Шел по периметру, чтобы не привлекать к себе внимания, пока не нашёл укромное местечко в тамбуре прямо за спинами прессы.

– Это гордость нашего региона! – вещал Ляшко, как-то небрежно приобнимая Аду за талию. – И наша с вами обязанность – привлечь к фестивалю как можно больше внимания. В галерее будут представлены картины молодых талантливых художников, а все деньги пойдут на благотворительность…

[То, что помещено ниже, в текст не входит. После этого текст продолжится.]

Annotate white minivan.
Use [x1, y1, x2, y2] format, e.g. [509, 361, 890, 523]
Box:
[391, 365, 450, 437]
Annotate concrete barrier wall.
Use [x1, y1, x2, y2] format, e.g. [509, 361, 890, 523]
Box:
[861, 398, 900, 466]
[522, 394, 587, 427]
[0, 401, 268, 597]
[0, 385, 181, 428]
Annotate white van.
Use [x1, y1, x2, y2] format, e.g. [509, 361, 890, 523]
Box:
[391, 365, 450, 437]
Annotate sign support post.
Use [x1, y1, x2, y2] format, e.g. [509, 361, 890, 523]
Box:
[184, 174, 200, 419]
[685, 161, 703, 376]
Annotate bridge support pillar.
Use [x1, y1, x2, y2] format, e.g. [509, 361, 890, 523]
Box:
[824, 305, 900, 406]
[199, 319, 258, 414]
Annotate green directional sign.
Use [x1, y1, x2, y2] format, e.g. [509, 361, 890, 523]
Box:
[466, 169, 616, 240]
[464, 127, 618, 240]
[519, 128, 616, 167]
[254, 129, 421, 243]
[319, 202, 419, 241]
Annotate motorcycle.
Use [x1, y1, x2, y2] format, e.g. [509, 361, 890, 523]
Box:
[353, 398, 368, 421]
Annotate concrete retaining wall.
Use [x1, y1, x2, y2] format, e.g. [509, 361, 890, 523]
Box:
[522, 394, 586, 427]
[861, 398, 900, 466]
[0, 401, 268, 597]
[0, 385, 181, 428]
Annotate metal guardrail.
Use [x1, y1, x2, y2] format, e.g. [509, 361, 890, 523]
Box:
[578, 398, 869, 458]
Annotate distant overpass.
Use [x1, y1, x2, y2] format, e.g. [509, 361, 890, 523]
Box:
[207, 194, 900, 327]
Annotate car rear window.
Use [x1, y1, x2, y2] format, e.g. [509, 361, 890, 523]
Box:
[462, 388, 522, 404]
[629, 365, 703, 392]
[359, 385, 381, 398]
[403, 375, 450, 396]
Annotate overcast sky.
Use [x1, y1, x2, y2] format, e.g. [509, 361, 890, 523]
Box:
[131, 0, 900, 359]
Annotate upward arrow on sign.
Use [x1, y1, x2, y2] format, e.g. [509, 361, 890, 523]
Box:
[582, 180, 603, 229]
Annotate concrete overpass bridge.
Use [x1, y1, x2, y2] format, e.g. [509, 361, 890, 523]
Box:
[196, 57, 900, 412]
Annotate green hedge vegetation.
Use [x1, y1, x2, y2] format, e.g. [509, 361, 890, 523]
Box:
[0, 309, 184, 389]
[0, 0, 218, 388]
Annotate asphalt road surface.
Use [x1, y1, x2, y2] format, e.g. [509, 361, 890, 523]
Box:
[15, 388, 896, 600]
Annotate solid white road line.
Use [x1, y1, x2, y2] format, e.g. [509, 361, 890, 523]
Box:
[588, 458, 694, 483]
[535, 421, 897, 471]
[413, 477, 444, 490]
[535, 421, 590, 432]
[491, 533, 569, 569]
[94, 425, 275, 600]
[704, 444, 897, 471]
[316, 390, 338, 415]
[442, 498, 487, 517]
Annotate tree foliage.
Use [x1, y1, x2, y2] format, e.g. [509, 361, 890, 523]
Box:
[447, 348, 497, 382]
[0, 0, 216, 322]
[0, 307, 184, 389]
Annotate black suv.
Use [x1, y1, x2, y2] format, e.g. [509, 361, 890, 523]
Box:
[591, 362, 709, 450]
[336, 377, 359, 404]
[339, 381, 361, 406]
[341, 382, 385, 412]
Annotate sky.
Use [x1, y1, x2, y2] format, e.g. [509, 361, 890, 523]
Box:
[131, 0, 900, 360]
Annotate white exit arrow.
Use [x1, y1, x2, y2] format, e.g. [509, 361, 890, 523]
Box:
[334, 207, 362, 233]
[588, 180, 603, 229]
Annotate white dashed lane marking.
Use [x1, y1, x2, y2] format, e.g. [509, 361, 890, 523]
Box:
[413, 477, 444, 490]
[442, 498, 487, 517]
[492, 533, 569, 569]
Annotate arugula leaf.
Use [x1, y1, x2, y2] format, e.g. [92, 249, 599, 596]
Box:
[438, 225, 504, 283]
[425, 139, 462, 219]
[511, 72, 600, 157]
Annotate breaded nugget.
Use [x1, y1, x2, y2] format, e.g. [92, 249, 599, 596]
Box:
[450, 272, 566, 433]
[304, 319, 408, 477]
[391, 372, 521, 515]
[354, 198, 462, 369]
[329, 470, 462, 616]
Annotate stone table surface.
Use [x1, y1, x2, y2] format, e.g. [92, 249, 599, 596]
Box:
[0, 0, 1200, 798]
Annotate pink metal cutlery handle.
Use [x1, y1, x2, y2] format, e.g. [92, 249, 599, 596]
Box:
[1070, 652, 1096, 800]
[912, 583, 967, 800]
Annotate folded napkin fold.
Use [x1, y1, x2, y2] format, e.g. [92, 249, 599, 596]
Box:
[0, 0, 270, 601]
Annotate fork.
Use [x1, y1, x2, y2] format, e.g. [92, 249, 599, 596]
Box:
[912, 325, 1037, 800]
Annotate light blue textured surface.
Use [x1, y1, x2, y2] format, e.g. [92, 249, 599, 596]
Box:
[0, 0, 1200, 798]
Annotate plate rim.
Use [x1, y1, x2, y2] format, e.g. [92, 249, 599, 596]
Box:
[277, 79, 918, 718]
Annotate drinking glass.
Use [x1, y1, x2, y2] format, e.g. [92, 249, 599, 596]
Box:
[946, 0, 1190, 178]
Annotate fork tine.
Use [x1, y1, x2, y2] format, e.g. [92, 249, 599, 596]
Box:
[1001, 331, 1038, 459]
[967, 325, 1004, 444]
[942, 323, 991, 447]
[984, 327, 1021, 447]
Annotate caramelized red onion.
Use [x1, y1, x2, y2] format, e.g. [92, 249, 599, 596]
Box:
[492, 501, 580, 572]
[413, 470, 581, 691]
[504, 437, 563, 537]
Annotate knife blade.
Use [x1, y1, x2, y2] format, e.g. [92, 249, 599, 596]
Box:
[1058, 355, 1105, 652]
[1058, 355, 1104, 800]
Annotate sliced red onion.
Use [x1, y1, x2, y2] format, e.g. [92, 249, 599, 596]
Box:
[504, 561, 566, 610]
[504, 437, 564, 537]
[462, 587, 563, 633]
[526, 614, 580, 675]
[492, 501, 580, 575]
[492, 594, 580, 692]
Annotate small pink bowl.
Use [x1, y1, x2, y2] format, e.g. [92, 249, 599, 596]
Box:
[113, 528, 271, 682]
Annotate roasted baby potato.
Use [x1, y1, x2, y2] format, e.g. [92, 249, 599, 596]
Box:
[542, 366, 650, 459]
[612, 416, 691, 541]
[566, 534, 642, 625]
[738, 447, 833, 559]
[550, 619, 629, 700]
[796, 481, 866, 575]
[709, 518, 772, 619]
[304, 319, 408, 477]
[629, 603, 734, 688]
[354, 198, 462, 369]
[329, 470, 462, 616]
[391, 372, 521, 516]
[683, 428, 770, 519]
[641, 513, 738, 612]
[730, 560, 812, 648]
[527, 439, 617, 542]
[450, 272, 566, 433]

Ну точно… Такие мрази, как Ляшко, любят прикрывать своё ублюдство красивыми словами. Только всем прекрасно известно, что по-настоящему хороший человек никогда не станет привлекать к этому внимание. Ему просто это не нужно. А Ляхич из кожи вон готов вылезти, чтобы привлечь бабло в галерею.

Внутри всё полыхнуло… Старался не смотреть на Ночку, потому что грелся о буйство гнева. Давно со мной такого не было. А Ляшко сумел разбудить это пламя… Держись, педрило-мученик. Держись…

– А теперь пройдём в сад, – Ляшко махнул в сторону распахнутых дверей. – В оранжерее ещё несколько предметов искусства…

Толпа загудела и подалась вперёд, отсекая Аду от этого павлина, вдруг ощутившего пьяное удовольствие от чрезмерного внимания к своей гнилой персоне.

Смотрел на мою девочку и сжимал кулаки. Адель делала крошечные шажки, все сильнее прижимаясь к стене. Сквозняк, врывающийся в ресторан, колыхал черный шёлк её платья, развевал разрезы, дразня переливом бархатистой кожи…

Не мог дышать. Не шевелился, готов был молиться, лишь бы это мгновение никогда не заканчивалось. Она была всего в метре от меня! Протянуть руку, сжать и забрать! Моя!

Я даже понять ничего не успел, как ладонь ошпарило нежностью касания. Сжал тонкие пальчики и рванул на себя, утягивая тонкую фигурку Ночки в темноту тамбура.

– Рай… – выдохнула она, лаская шею теплом.

– Ночка, – меня уже было не остановить, рванул вперёд, радуясь пустоте извилистого коридора, очевидно, ведущего к кабинкам туалетов. Дёрнул дальнюю дверь и втолкнул Ночь. В небольшой комнатке стоял приятный полумрак, лишь резной контур зеркала искрился неоном малиновой подсветки.

– Что ты делаешь? – Ада облизала пересохшие губы, чем только подписала себе приговор.

– Помолчи, Ночка, просто помолчи, – рыкнул я, прижал её к себе с такой силой, что она застонала. – Что ты за женщина такая? Ты ж как яд! Отравила каждую клеточку моего тела, забрала душу, растерзала сердце!

– Окстись, Рай! Столько лет прошло, – шептала она, медленно поднимая руки. Её тонкие пальчики пробежались по рукавам, оставляя пекучие ожоги на коже под рубашкой.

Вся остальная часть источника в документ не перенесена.